Charlz Guybon posted:

Trump has lost all his Supreme court election cases by 7-2 or 8-1. Why would this be different?

also, to be clear, a conviction by a jury in the most significant political trial (in possibly all of american history? up there, at least) is not just a thing to arbitrarily overturn even for those people. the ways you can do it are a lot tougher than some general case about constitutional or administrative law where the president's authority is being tested

eke out
Feb 24, 2013



Dr. Faustus posted:

The conspirators are not indicted in this case because if they were all included it would never make it to trial before the election. This indictment is strictly USA vs. Trump, not "Trump et. al.

Expect them to be charged separately but definitely expect them to be charged with something.

Also, woo motherfucking hoo.

yeah given the gravity of the crimes described here (and my assumption that prosecutors don't describe crimes in indictments they wouldn't really, really like to prosecute later), it seems like the easiest answer is severing their cases from Trump's is economical.

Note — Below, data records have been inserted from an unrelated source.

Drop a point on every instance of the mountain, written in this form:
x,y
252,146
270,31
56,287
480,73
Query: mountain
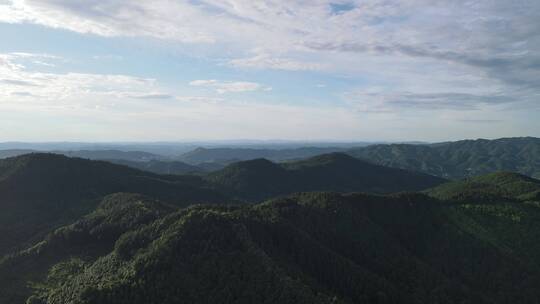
x,y
229,155
493,187
460,159
111,154
14,152
160,167
261,179
305,248
41,191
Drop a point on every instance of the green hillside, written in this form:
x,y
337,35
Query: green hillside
x,y
306,248
261,179
41,191
159,166
494,187
460,159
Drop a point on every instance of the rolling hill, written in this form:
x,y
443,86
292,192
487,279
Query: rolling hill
x,y
459,159
493,187
160,166
261,179
41,191
229,155
305,248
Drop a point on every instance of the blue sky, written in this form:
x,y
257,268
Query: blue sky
x,y
113,70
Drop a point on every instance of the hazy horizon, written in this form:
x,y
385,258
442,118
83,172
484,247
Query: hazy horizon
x,y
340,70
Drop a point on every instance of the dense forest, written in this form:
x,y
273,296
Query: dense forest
x,y
325,229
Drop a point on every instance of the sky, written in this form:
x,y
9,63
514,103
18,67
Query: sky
x,y
365,70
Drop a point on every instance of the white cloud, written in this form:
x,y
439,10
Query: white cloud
x,y
265,61
230,86
67,89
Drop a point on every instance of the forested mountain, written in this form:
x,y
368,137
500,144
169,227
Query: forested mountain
x,y
305,248
111,154
493,187
229,155
160,166
459,159
71,233
41,191
261,179
14,152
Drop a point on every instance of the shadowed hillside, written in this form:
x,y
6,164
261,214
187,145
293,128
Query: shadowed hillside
x,y
41,191
306,248
260,179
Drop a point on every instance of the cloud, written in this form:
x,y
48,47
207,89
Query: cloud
x,y
265,61
153,96
53,90
16,82
481,121
394,102
230,86
457,55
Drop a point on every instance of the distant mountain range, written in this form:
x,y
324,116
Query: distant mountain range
x,y
229,155
261,179
460,159
81,231
451,160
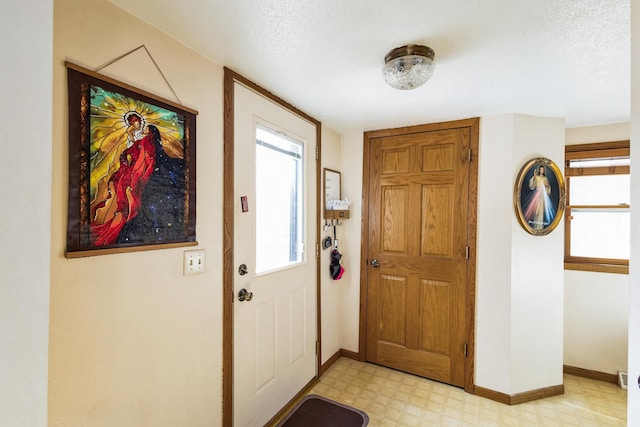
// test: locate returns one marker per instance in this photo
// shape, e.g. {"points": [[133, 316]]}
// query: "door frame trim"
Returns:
{"points": [[474, 127], [231, 77]]}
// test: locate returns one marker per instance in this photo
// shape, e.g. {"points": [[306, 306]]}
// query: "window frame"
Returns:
{"points": [[592, 151]]}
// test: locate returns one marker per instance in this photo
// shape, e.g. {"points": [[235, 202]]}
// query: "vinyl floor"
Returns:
{"points": [[392, 398]]}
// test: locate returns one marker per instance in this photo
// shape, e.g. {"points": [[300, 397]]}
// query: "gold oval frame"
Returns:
{"points": [[555, 180]]}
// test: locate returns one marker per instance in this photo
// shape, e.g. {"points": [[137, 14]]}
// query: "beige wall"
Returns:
{"points": [[25, 229], [132, 340]]}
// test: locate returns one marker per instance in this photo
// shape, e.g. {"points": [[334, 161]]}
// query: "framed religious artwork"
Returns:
{"points": [[132, 161], [539, 196]]}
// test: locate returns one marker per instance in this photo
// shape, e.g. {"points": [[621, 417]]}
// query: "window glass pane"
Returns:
{"points": [[279, 200], [600, 233], [599, 190], [592, 163]]}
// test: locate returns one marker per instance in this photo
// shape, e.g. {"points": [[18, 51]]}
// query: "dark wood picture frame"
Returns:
{"points": [[132, 158], [539, 196]]}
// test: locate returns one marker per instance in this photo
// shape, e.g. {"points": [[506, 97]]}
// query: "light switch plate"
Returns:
{"points": [[194, 262]]}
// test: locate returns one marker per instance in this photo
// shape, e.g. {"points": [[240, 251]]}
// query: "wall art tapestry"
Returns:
{"points": [[131, 168], [539, 196]]}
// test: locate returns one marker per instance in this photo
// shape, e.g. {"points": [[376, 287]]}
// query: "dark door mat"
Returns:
{"points": [[318, 411]]}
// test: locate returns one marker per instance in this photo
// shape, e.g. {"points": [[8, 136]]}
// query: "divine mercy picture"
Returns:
{"points": [[539, 196], [131, 167]]}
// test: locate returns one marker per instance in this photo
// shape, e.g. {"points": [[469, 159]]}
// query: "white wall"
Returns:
{"points": [[596, 311], [520, 276], [633, 403], [26, 29]]}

at least 2-3 of them also have unique questions of law/fact about their status as his attorney (and if they were his attorneys) that would only slow poo poo down

eke out
Feb 24, 2013



yeah this is just a complete pipe dream. sounds like that's getting published primarily because it's some fedsoc guys writing it and so they get good publicity for themselves (despite advocating for a position they know will never, ever affect trump)

eke out
Feb 24, 2013



mutata posted:

This page is a great example of why IMO it's silly to even bring up election polls (at all, but especially in this thread).

i agree. this is an informative thread that should be unspoiled with "can trump win the 2024 election" derails

eke out
Feb 24, 2013



i think if the georgia legislature or governor had any plans to interfere, they would've done it by now, as there's no going back and any possible action against willis looks 1000000x worse than it would've a month or a year ago (and it's not like they haven't had the power to gently caress with her for that entire time)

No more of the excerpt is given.